Ultra thin high- k zirconium oxide (equivalent oxide thickness ∼1.57 nm) films have been deposited on strained-Si/relaxed-Si 0.8Ge 0.2 heterolayers using zirconium tetra- tert-butoxide (ZTB) as an organometallic source at low temperature (<200 °C) by plasma enhanced chemical vapour deposition (PECVD) technique in a microwave (700 W, 2.45 GHz) plasma cavity discharge system at a pressure of 66.67 Pa. The trapping/detrapping behavior of charge carriers in ultra thin ZrO 2 gate dielectric during constant current (CCS) and voltage stressing (CVS) has been investigated. Stress induced leakage current (SILC) through ZrO 2 is modeled by taking into account the inelastic trap-assisted tunneling (ITAT) mechanism via traps located below the conduction band of ZrO 2 layer.

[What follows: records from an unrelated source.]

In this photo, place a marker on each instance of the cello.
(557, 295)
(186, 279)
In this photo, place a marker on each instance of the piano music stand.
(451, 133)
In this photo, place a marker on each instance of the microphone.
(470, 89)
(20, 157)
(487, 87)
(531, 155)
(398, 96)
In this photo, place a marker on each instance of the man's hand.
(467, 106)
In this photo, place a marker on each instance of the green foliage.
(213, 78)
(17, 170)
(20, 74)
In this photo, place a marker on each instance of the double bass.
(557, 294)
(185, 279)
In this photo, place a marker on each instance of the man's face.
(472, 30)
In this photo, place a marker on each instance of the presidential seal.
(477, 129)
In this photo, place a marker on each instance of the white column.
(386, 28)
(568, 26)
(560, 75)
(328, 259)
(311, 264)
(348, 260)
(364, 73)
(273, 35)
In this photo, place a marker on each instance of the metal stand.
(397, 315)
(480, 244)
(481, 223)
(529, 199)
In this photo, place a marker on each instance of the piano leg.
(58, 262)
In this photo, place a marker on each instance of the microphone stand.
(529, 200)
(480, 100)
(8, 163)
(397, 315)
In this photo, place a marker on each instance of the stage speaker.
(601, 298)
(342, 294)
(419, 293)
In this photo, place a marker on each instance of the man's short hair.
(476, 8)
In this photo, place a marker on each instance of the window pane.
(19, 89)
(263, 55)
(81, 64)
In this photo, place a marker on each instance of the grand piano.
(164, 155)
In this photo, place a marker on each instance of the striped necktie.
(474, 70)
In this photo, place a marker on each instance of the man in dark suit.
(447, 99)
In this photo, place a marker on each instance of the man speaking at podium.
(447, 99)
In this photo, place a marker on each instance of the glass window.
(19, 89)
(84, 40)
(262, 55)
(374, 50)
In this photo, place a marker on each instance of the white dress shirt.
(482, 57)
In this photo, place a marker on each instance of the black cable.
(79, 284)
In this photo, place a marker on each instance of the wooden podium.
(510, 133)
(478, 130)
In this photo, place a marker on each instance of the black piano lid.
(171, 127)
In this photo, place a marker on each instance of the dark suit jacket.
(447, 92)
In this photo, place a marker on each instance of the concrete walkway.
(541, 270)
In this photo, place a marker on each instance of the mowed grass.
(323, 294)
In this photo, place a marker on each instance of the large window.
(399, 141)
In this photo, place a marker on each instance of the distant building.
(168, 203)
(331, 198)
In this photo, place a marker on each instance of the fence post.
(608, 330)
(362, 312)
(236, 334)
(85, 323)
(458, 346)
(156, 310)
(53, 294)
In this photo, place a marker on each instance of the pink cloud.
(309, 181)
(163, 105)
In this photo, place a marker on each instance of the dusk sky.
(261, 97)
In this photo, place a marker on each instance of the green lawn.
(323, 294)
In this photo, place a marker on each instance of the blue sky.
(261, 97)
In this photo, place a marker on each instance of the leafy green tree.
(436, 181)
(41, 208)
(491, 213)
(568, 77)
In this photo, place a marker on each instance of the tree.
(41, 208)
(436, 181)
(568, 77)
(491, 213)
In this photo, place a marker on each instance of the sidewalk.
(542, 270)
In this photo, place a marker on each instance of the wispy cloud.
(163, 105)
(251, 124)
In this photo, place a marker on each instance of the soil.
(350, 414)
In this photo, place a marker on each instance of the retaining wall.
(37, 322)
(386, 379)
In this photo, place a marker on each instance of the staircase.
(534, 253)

Trap generation rate and trap cross-section are extracted. A capture cross-section in the range of ∼10 −19 cm 2 as compared to ∼10 −16 cm 2 in SiO 2 has been observed. The trapping charge density, Q ot and charge centroid, X t are also empirically modeled. The time dependence of defect density variation is calculated within the dispersive transport model, assuming that these defects are produced during random hopping transport of positively charge species in the insulating layer. Dielectric breakdown and reliability of the dielectric films have been studied using constant voltage stressing. A high time-dependent dielectric breakdown (TDDB, t bd > 1500 s) is observed under high constant voltage stress.